PhD Proposal: From Simulation to Surrogate: Differentiable Physics and Neural Operators for Engineering Design

Talk
Samuel Audia
Time: 
05.18.2026 13:30 to 15:00
Location: 

IRB-4145

Computational modeling of physical systems has become indispensable to modern engineering practice, enabling iterative virtual design before physical prototyping. This proposal identifies and addresses two fundamental bottlenecks in the computer-aided engineering workflow: the simulation bottleneck, arising from the poor computational scaling of classical methods, and the optimization bottleneck, stemming from the absence of gradient feedback through the simulation loop that forces engineers to rely on expensive zero-order design exploration.
To address these bottlenecks, this work develops simulation techniques that are simultaneously more computationally efficient and differentiable, enabling gradient-based design optimization.

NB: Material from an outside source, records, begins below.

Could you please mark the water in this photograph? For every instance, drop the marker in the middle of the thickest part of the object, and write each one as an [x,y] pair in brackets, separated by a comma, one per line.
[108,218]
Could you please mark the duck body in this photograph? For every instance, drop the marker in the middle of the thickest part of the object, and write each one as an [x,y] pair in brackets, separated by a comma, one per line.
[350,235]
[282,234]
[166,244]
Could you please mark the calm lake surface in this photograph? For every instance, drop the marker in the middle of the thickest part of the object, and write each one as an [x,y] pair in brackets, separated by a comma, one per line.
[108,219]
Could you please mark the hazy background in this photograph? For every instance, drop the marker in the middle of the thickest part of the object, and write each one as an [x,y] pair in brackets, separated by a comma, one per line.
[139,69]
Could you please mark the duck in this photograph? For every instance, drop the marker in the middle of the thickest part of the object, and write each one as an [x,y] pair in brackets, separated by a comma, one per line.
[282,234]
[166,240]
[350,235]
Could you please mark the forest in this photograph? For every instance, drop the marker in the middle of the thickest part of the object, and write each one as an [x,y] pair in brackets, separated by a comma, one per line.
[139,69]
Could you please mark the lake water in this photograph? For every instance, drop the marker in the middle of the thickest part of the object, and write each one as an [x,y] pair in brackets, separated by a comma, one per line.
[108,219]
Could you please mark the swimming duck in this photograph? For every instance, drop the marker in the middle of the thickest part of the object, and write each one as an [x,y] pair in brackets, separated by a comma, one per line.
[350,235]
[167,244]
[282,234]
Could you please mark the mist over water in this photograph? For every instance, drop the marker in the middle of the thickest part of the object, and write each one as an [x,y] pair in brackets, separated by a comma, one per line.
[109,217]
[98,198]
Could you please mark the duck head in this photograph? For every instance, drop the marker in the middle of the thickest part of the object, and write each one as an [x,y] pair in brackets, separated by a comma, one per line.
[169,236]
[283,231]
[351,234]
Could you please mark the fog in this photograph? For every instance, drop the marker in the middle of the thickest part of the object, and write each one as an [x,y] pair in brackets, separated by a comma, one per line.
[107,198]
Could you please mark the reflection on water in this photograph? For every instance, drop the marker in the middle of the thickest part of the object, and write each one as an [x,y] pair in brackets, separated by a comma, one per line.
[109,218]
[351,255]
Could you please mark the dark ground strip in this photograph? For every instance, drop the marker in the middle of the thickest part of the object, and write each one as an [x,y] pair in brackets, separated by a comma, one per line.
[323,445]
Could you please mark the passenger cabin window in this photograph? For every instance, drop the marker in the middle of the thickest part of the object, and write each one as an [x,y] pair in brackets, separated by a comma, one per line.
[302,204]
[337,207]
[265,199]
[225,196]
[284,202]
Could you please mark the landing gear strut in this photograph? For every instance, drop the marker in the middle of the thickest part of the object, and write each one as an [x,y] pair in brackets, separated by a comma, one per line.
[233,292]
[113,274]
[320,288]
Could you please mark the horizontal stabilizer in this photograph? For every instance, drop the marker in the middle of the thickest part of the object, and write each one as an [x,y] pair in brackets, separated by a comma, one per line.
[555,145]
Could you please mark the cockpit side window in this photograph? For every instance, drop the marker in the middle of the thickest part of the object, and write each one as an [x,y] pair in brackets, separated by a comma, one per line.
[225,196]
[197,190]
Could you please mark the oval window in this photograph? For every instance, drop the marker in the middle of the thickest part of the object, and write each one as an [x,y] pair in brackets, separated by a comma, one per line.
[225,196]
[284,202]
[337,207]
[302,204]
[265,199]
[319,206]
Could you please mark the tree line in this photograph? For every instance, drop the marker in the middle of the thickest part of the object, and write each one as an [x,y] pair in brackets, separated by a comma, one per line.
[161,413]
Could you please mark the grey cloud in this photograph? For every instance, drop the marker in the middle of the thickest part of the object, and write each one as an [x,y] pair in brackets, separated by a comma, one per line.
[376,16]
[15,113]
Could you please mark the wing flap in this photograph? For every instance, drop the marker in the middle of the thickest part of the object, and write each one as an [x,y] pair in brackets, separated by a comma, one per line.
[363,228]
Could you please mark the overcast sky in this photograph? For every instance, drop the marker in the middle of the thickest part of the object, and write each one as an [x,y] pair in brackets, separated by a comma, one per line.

Contributions span four open problem categories: simulation, data representation, data generation, and performance evaluation. On the simulation front, we accelerate the shooting and bouncing rayalgorithm to achieve constant memory usage with improved runtime, then extend it to near-field optics for end-to-end diffractive optical element design. Bridging simulation and representation, we investigate neural networks as basis elements within finite element solvers. In later work, we provide a theoretical analysis of multigrid parametric encodings common in implicit neural representations via neural tangent kernel theory.
Looking forward, this proposal proposes two directions targeting the data generation and evaluation gaps that currently limit neural operator adoption in engineering. The first is a large-scale benchmarking suite spanning complex, irregular geometries in electromagnetics, fluid dynamics, and acoustics, with evaluation protocols that characterize how accuracy scales with model parameters and dataset size. The second is a synthetic data generation framework based on adversarial training and learned coordinate warping that reduces dependence on expensive classical solvers during neural operator training. Together, these contributions advance both the theoretical foundations and practical tooling needed to make differentiable, neural operator-based simulation a viable component of real-world engineering workflows.